Skilllibrary migration-refactor

Plans and executes large refactors or migrations in bounded Strangler Fig stages with rollback awareness at each phase. Trigger on "migrate from X to Y", "strangler fig", "framework migration", "legacy replacement", "incremental migration". Do NOT use for dependency-upgrades (version bumps), database-persistence (schema-only migrations), or deployment-pipeline (deployment changes).

install

source · Clone the upstream repo

git clone https://github.com/merceralex397-collab/skilllibrary

Claude Code · Install into ~/.claude/skills/

T=$(mktemp -d) && git clone --depth=1 https://github.com/merceralex397-collab/skilllibrary "$T" && mkdir -p ~/.claude/skills && cp -r "$T/02-generated-repo-core/migration-refactor" ~/.claude/skills/merceralex397-collab-skilllibrary-migration-refactor && rm -rf "$T"

manifest: 02-generated-repo-core/migration-refactor/SKILL.md

source content

Purpose

Execute large-scale code migrations safely using the Strangler Fig pattern: incrementally replace old implementations while both old and new run in parallel, with clear rollback paths at each stage. This prevents big-bang rewrites that break everything at once.

When to use this skill

Use when:

Replacing a legacy system component with a new implementation
Migrating from one framework/library to another (e.g., REST to GraphQL)
Refactoring a monolith into services
Database schema migration with data transformation

Do NOT use when:

Small refactors that fit in one PR (just do them)
Greenfield development with no legacy system
Changes that don't need parallel running or rollback

Operating procedure

Identify the seam: Find the boundary where old and new systems meet.

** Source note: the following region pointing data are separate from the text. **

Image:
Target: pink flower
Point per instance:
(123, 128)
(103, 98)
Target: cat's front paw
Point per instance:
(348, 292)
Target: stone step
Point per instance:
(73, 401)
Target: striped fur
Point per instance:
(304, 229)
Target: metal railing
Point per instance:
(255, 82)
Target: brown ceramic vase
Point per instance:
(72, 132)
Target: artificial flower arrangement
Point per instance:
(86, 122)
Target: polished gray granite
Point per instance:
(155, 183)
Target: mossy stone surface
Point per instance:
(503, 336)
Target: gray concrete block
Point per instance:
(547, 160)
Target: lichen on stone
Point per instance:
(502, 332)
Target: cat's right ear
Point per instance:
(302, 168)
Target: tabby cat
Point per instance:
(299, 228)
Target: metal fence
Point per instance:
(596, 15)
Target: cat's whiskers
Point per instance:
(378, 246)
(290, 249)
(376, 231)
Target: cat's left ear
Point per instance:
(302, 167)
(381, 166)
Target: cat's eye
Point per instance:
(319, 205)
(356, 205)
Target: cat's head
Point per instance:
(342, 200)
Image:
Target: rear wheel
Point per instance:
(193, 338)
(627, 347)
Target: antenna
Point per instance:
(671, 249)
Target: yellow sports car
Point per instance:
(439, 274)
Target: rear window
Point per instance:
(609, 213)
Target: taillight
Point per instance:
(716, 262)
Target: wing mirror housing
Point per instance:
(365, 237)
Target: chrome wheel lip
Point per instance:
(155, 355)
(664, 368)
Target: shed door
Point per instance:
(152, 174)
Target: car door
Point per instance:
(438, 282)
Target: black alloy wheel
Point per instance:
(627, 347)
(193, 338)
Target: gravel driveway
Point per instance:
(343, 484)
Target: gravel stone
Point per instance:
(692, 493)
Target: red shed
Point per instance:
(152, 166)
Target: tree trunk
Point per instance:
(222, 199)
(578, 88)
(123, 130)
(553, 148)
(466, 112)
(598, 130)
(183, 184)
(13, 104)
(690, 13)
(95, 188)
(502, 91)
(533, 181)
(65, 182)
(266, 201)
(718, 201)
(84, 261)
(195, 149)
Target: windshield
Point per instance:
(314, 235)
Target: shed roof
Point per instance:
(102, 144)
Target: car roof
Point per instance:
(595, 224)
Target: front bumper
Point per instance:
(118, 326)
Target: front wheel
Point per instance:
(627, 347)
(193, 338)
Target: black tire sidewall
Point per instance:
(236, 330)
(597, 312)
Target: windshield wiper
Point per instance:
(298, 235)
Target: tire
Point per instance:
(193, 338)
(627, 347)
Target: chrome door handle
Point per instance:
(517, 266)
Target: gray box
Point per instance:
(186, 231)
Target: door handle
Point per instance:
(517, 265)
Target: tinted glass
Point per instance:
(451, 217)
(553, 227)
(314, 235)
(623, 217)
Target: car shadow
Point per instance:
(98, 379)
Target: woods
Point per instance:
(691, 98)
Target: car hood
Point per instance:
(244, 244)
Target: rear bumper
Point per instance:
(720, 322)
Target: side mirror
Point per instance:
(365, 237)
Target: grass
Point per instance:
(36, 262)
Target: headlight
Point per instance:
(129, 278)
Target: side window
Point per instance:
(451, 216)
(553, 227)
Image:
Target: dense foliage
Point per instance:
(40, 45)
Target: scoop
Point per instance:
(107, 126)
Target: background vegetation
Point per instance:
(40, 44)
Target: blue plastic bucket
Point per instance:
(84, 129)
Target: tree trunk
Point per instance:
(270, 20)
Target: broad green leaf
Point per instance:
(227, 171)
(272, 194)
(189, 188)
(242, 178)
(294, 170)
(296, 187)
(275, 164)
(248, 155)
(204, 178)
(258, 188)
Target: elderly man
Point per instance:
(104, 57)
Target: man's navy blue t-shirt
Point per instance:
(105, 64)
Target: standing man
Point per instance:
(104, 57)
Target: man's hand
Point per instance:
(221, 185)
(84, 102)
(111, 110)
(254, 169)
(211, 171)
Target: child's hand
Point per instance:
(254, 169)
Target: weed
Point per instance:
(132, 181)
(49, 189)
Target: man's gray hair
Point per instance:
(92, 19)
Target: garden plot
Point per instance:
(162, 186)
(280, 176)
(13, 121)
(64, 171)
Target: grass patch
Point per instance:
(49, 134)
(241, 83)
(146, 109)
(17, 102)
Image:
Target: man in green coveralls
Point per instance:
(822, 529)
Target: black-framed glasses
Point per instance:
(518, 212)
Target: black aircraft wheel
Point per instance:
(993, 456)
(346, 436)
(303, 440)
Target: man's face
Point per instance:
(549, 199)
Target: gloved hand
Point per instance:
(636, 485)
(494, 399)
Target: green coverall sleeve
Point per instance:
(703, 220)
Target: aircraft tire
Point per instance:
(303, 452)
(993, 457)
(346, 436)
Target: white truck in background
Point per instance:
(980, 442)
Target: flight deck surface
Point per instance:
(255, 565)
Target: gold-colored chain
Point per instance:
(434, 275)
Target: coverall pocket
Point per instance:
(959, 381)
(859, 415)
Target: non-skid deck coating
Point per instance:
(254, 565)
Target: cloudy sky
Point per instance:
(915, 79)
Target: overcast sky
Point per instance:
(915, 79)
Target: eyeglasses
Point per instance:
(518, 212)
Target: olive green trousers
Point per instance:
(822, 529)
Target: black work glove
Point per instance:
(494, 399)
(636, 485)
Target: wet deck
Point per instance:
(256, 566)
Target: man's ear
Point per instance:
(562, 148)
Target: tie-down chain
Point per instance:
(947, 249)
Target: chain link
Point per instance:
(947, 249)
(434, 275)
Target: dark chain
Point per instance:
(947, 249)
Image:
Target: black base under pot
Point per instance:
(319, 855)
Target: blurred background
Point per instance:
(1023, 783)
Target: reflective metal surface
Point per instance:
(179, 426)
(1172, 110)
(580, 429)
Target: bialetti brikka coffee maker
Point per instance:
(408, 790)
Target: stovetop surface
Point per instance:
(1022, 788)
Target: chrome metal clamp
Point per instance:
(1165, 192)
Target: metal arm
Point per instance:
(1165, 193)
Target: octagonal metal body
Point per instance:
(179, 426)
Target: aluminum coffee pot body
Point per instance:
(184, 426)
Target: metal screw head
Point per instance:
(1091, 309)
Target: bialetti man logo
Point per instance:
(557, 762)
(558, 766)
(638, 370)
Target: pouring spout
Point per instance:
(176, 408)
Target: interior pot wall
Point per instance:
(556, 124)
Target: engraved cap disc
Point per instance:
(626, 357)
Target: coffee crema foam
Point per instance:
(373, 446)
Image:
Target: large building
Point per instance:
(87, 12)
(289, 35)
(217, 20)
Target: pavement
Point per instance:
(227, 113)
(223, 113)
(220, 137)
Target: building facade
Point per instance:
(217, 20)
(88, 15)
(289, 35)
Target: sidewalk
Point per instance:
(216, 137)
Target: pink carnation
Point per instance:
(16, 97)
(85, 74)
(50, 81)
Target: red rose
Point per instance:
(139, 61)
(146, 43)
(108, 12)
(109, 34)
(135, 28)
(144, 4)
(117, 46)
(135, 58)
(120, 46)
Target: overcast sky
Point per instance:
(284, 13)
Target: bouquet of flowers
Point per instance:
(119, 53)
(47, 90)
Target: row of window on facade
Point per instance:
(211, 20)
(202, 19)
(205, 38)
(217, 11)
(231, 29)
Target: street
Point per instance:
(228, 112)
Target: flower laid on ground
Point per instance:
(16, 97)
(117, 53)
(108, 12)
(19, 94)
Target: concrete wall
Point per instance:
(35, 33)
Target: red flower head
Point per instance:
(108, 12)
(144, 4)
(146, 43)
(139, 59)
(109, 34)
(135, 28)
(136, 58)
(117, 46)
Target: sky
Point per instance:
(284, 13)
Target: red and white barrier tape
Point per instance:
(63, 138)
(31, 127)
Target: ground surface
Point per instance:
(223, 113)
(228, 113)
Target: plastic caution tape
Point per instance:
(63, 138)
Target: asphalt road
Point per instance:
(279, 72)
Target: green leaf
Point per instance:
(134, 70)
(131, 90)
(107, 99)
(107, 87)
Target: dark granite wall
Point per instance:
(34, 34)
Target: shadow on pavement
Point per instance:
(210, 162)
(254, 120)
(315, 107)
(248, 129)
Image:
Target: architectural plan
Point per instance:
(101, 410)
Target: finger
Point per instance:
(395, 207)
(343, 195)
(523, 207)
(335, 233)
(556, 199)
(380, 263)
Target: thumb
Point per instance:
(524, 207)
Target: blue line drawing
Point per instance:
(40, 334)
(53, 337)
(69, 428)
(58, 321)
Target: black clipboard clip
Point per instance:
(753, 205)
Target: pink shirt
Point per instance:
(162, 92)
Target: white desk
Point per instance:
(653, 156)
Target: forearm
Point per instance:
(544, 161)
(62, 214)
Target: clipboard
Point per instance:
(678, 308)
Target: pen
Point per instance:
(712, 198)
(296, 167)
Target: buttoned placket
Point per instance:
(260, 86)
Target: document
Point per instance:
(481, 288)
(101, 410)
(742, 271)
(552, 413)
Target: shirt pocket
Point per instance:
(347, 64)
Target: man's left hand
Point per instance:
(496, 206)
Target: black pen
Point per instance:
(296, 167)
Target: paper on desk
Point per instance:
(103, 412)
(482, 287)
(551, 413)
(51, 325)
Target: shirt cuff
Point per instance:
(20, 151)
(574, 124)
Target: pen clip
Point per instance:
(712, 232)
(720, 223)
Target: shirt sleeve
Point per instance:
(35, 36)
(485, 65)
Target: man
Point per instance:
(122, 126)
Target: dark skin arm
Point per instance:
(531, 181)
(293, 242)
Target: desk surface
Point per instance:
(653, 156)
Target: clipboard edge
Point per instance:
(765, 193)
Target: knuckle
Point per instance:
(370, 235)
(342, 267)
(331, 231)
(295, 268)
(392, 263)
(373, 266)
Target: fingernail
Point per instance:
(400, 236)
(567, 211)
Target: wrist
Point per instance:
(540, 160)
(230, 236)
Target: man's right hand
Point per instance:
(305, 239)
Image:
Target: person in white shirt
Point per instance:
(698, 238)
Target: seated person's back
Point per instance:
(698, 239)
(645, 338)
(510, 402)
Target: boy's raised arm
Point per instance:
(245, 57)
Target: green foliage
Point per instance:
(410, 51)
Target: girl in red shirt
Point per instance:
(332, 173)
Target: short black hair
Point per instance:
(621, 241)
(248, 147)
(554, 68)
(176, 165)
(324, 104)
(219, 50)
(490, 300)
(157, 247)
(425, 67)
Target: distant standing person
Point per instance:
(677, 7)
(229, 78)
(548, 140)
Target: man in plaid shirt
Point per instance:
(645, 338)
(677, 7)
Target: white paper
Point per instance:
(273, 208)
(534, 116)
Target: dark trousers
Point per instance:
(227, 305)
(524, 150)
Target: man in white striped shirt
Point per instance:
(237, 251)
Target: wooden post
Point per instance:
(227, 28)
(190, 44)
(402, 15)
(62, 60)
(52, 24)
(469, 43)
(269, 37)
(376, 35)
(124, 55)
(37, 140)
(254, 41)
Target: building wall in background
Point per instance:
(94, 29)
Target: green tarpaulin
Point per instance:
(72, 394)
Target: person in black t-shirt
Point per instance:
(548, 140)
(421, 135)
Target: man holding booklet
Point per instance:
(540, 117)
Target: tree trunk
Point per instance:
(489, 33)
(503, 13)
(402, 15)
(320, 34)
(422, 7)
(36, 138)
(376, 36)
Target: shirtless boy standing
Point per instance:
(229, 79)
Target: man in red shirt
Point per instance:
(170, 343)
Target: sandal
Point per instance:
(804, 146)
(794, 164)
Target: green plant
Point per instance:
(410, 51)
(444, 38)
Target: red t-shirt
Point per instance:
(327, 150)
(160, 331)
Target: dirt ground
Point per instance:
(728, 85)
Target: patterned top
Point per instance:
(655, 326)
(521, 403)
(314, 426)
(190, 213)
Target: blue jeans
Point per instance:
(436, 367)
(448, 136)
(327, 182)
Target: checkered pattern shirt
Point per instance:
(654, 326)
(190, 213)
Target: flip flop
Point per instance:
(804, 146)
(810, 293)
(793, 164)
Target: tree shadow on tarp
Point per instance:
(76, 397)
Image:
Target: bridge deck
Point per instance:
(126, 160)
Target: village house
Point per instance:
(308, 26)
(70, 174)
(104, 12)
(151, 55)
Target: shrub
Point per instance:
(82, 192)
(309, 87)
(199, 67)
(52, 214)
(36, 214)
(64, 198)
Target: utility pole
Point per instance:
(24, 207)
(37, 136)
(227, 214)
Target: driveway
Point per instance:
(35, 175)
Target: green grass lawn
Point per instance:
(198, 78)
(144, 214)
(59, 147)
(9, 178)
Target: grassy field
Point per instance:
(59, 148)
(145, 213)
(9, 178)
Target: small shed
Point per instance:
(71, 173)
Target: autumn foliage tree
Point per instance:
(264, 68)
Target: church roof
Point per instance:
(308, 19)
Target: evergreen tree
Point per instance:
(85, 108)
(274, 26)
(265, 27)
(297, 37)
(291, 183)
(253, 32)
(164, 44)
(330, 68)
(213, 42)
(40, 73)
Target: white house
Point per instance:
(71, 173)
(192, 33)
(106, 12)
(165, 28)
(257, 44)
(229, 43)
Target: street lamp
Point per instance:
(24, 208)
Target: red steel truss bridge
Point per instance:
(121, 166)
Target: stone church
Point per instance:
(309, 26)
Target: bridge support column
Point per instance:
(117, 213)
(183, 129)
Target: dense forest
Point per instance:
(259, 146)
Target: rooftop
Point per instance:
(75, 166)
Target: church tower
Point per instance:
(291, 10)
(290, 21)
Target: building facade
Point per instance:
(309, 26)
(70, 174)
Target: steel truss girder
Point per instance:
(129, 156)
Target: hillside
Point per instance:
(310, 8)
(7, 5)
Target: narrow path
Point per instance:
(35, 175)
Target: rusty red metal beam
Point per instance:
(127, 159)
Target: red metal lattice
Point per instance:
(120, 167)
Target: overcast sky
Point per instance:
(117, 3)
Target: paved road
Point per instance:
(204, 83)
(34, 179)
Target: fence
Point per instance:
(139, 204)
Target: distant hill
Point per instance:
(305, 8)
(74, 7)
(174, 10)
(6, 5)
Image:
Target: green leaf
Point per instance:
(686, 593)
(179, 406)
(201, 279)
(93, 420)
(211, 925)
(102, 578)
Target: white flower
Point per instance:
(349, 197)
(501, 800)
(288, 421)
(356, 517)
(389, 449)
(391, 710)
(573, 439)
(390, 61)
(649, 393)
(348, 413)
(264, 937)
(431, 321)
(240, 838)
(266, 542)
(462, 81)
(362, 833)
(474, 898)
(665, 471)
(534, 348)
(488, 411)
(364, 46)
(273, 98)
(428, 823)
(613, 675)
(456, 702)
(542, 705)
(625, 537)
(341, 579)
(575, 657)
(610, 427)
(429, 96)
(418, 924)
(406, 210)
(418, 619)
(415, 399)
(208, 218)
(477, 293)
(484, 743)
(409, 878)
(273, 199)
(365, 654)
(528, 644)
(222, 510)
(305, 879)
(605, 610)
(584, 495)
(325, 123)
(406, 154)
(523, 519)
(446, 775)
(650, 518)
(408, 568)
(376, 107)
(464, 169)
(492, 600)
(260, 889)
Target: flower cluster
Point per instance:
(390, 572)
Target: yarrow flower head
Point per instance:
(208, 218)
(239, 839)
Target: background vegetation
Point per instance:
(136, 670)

This is typically an API surface, database access layer, or routing layer.

Create the facade:

# Example: Feature-flagged routing
def get_user(user_id):
    if feature_flags.use_new_user_service(user_id):
        return new_user_service.get(user_id)
    return legacy_user_service.get(user_id)

Implement new component: Build the replacement behind the facade. New code must be production-ready but only receives traffic when the flag is enabled.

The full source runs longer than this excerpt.